デジタルガレージとJCBが連携しローソンでステーブルコイン決済の実証実験開始
株式会社デジタルガレージと株式会社ジェーシービー(JCB)が、株式会社ローソンとの協力のもと、ステーブルコインを利用した店頭決済の実証実験(PoC)を行うことが決まりました。このプロジェクトでは、特に米ドルに連動するステーブルコイン「USDC」を使用した決済が中心となります。実験は、日本を訪れる外国人の皆様に便利な決済手段を提供することを目的としています。
実証実験の背景
昨今、日本国内でもキャッシュレス決済の普及が進んでいます。多様な支払い手段に対応する必要があり、ステーブルコインは新たな決済基盤として注目を集めています。国外の訪日客にとっては、両替の手間を省くことができるため、非常に利便性が高いと言えるでしょう。また、加盟店が得られるキャッシュフローの改善や、資金決済の効率化といったメリットも見込まれています。

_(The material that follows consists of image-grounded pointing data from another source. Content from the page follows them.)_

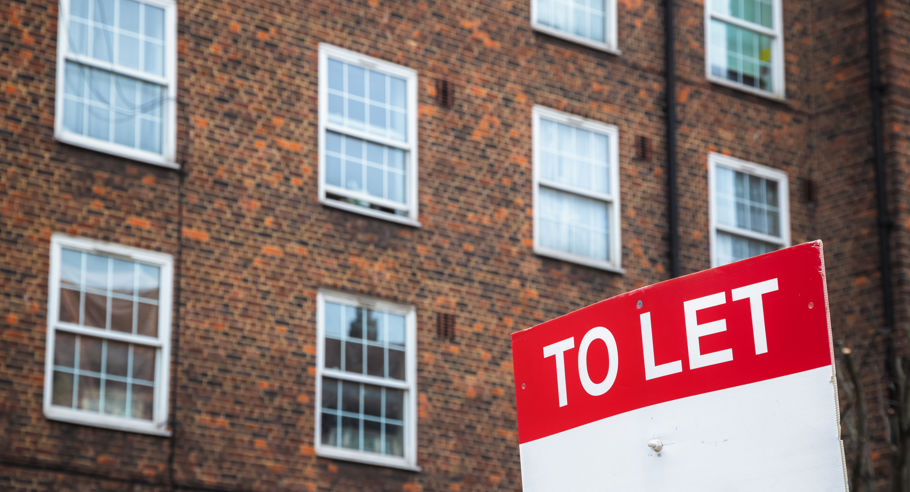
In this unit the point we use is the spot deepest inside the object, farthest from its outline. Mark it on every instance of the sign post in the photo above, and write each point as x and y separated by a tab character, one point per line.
717	381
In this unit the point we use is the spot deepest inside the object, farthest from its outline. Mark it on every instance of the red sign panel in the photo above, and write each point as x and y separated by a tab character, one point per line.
737	324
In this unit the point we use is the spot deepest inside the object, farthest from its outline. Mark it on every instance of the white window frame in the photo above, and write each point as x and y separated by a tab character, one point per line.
608	46
753	169
409	386
158	424
327	51
167	158
777	50
613	198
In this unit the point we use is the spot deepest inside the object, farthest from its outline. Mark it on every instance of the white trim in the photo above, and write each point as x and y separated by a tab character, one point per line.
751	168
167	157
613	198
159	422
777	50
409	386
327	51
610	35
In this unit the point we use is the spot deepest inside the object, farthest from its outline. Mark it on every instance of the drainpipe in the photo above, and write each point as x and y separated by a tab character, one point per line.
895	400
672	195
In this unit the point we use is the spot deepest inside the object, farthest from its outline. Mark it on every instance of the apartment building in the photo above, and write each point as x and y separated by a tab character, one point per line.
282	245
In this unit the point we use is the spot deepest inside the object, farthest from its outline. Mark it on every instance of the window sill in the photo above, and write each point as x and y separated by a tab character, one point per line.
117	150
358	209
105	421
606	48
757	92
580	260
365	458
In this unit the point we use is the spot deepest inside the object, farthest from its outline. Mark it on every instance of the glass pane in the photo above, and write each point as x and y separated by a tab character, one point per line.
69	306
89	397
353	357
89	354
114	398
330	393
372	400
350	397
394	440
117	358
64	349
147	320
141	404
103	44
332	353
129	15
63	389
148	281
329	429
95	311
154	22
396	364
103	12
121	315
143	363
375	361
394	404
350	433
372	436
96	271
128	51
123	277
353	318
395	327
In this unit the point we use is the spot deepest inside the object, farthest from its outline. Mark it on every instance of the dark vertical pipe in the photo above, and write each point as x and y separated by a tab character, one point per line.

今回は、JCBが提供するステーブルコイン決済サービスに、デジタルガレージの決済APIおよびバックエンドシステムの技術を活かし、ローソンの店舗運営に必要な知見をもとに、実店舗における決済の実現可能性にチャレンジします。
実証実験の仕組み
実験では、利用者のスマートフォンに表示されるステーブルコインのウォレットアドレス情報を、ローソンのPOSレジで読み取るConsumer-Presented Mode(CPM)方式を採用します。この方法により、利用者がUSDCを用いて簡単に決済できる環境を整えます。また、POSシステムとJCBの決済サービスを繋ぐ技術は、キャナルペイメントサービス株式会社が提供するコード決済処理技術を使用します。
実証実験の詳細
- - 実施日: 2026年8月20日(木)
- - 対象店舗: ローソン ゲートシティ大崎アトリウム店
- - 対象利用者: JCB、ローソン、デジタルガレージの関係者
- - 使用するウォレット: Base App
- - 対象となるステーブルコイン: 米ドル建てUSDC(Baseブロックチェーン)
- - 決済方式: Consumer-Presented Mode(CPM)
検証項目としては、実際の決済フローがうまく機能するか、POSシステムとの接続に必要な要件、店舗におけるレジ業務への影響、決済が完了するまでの時間、利用者向けWEBシステムの操作性などが含まれます。
ステーブルコイン決済の未来
デジタルガレージは、2026年1月にJCBやりそなホールディングスと協力を開始し、国内のステーブルコイン決済を広めるための取り組みをしています。実店舗での実証実験を通じて、さまざまな課題や解決策を見つけ出し、ステーブルコインの社会実装を進めていく予定です。このような取り組みが、キャッシュレス社会に向けた新たな決済基盤の構築に寄与することを期待しています。
今後もデジタルガレージは日本の決済インフラの進化を支え、新たなエコシステムを構築するための努力を続けてまいります。